Visitors are then invited to take part in a University-wide scavenger hunt to discover the many objects that were carefully inserted into exhibitions in seven of Harvard’s public museums. As visitors fan out to discover these wandering items, the show’s organizers hope the observers will begin to understand that the meanings of things and the categories of knowledge and knowing based on those things are not as static or as natural as they may appear.

The material mysteries can be found through May 29 at the Collection of Historical Scientific Instruments, Harvard Art Museums/Arthur M. Sackler Museum, the Harvard Museum of Natural History, Houghton Library, the Peabody Museum of Archaeology and Ethnology, the Schlesinger Library, the Radcliffe Institute for Advanced Study, and the Semitic Museum.

The exhibit also serves as the foundation for the innovative General Education course “Tangible Things: Harvard Collections in World History,” taught this spring by Ulrich and Gaskell.

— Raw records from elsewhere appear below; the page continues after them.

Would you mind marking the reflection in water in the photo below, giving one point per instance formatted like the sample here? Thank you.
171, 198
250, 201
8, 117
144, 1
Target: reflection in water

“Although many of us routinely use museum collections in teaching, I believe this is the first attempt to build a course around the history of Harvard’s collections,” said Ulrich. “They are amazing, and we are very excited about opening up this world to undergraduates.”

The exhibition is sponsored by the Harvard Arts Initiative, Harvard College Program in General Education, the Office of the Dean of the Graduate School of Arts and Sciences, the Office of the Provost at Harvard University, and the Harvard Art Museums’ Gurel Student Exhibition Fund.